Gedenkstätte auf dem Campus der Aristoteles Universität Thessaloniki

Die Deutsche Bahn AG als Nachfolgeunternehmen der Reichsbahn und die Bundesrepublik als deren Eigentümerin verweigern seit Jahren jegliche Entschädigungen.
Jüdinnen und Juden aus Thessaloniki machten auch über die Hälfte jener 86 Menschen aus, die nach ihrer Deportation in Auschwitz für den Aufbau einer „Jüdischen Schädelsammlung“ der Reichsuniversität Straßburg, einem Projekt der SS-„Forschungsgemeinschaft Deutsches Ahnenerbe“, selektiert wurden. Man fand ihre zerstückelten Leichen nach der Befreiung Straßburgs im Keller des Anatomischen Instituts.

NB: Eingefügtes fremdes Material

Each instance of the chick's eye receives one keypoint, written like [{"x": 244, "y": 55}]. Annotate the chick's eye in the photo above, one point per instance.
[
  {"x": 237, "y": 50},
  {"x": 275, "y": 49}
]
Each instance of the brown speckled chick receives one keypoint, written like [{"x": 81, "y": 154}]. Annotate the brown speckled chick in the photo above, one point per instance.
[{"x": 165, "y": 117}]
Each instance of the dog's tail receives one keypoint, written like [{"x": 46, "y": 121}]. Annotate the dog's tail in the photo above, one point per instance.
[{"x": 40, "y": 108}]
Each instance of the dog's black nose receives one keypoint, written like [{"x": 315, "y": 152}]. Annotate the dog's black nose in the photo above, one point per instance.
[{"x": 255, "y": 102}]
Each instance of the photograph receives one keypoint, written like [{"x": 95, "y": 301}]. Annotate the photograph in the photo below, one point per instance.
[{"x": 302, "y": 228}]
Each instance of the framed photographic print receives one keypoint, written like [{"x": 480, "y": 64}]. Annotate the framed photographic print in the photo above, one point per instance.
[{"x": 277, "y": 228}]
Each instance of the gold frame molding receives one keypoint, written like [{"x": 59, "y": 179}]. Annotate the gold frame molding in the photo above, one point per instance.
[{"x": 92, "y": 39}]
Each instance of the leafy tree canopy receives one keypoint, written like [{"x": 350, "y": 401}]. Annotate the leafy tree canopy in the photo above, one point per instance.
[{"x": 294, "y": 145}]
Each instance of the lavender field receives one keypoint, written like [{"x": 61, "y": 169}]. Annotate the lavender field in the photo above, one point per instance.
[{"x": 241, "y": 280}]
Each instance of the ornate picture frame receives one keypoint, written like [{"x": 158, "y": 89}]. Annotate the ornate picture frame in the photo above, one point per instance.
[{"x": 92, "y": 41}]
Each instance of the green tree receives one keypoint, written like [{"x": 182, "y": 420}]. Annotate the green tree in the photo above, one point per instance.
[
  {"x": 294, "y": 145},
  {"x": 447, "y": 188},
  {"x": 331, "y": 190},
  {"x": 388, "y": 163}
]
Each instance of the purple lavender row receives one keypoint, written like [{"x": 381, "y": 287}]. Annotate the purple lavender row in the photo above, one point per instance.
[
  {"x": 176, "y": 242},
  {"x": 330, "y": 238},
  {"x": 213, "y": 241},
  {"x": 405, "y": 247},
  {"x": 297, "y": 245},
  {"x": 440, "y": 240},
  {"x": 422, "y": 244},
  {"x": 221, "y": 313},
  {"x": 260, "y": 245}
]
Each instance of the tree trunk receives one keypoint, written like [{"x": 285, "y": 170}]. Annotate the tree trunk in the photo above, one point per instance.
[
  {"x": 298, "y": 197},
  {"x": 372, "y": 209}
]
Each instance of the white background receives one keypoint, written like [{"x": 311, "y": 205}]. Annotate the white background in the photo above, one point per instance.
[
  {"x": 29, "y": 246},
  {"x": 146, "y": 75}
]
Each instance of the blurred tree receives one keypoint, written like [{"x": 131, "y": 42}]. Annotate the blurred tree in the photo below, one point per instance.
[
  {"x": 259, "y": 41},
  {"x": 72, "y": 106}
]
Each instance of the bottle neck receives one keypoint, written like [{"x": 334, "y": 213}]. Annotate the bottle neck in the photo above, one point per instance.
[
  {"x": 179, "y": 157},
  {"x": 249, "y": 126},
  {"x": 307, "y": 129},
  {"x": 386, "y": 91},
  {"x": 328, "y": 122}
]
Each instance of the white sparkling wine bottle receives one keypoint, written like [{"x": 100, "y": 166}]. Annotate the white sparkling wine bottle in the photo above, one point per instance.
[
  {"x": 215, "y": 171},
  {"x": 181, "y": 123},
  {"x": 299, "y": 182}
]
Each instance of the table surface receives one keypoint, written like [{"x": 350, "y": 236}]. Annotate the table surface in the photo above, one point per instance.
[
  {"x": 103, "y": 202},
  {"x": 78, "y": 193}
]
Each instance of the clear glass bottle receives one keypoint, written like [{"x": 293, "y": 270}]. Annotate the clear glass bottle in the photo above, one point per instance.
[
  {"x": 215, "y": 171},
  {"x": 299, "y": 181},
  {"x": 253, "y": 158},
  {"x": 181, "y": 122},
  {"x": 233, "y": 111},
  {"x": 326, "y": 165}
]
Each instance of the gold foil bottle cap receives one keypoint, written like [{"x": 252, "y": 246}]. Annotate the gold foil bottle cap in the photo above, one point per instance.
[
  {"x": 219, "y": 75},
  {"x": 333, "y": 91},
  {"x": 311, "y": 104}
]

„In Griechenland gibt es tausend Lidices – ihre Namen sind unbekannt und ihre Bewohner vergessen“

Gedenkstätte an der Erschießungsstätte von Kesariani

Noch heute ist die Legende weitverbreitet, dass die deutsche Wehrmacht in Griechenland einen „sauberen“ Krieg geführt habe. Kriegsverherrlichende Memoiren und nostalgisch-prahlerische Divisionsgeschichten trugen (und tragen nach wie vor) dazu bei. Aber auch das Bundesministerium der Verteidigung entschied sich erst mit teilweise über 50-jähriger Verspätung dazu, die „Traditionswürdigkeit“ von Offizieren, die bedenkenlos Geiselerschießungen und Massaker an Männern, Frauen und kleinen Kindern anordneten, wohl nicht mehr länger aufrecht erhalten zu können.
Dabei war die Schreckensbilanz der deutschen Okkupation Griechenlands härter und blutiger als in allen anderen nicht-slawischen Ländern. Der Grundsatz der kollektiven Verantwortung der Zivilbevölkerung kam dabei mit verbrecherischen Befehlen erstmals in Griechenland, auf Kreta, zur Anwendung – und das, bevor Generalfeldmarschall Wilhelm Keitel im September 1941 den „Sühnebefehl“ für die gesamte Wehrmacht erließ, demzufolge für jeden getöteten deutschen Soldaten bis zu 100 Geiseln umgebracht wurden.

Gedenkstätte Kalavryta

„In Griechenland gibt es tausend Lidices – ihre Namen sind unbekannt und ihre Bewohner vergessen“, befand 1947 der US-Ankläger Telford Taylor im Nürnberger Prozess gegen die in Südosteuropa agierenden Generäle der Wehrmacht. Der Vergleich mit dem Massaker an der Bevölkerung des tschechischen Dorfes Lidice sollte die Schreckensbilanz der deutschen Okkupation Griechenlands verdeutlichen. Anders aber als die Massaker in Lidice und im französischen Oradour-sur-Glane, das seit dem 10. Juni 1944 zum Inbegriff deutscher Kriegsverbrechen auf französischem Boden geworden ist, wussten in Deutschland lange nur die Wenigsten von der am selben Tag im griechischen Distomo verübten Ermordung von 218 Männern, Frauen und Kindern. Dass die Balkanstaaten und vor allem Griechenland über viele Jahrzehnte nur weiße oder bestenfalls hellgraue Flecken auf der Landkarte des Okkupationsterrors darstellten, mit dem Nazideutschland Europa überzogen hatte, machten auch deutsche Gerichte möglich: Sie verurteilten nicht einen einzigen Soldaten oder Mitarbeiter der Zivilverwaltung wegen der in Griechenland verübten Verbrechen.
Und viel besser sind unsere Kenntnisse über die in Griechenland – einem der beliebtesten Urlaubsländer der Deutschen – verübten Verbrechen auch heute noch nicht. Daran haben auch Besuche deutscher Bundespräsidenten an den Gedenkstätten in Distomo, Kalavryta und Lingiades nichts geändert: Zwar erinnerten sie an die „politische Schuld“ der Deutschen und baten auch um Verzeihung für die NS-Verbrechen während der deutschen Besatzung – Reparationszahlungen lehnt Deutschland aber nach wie vor strikt ab.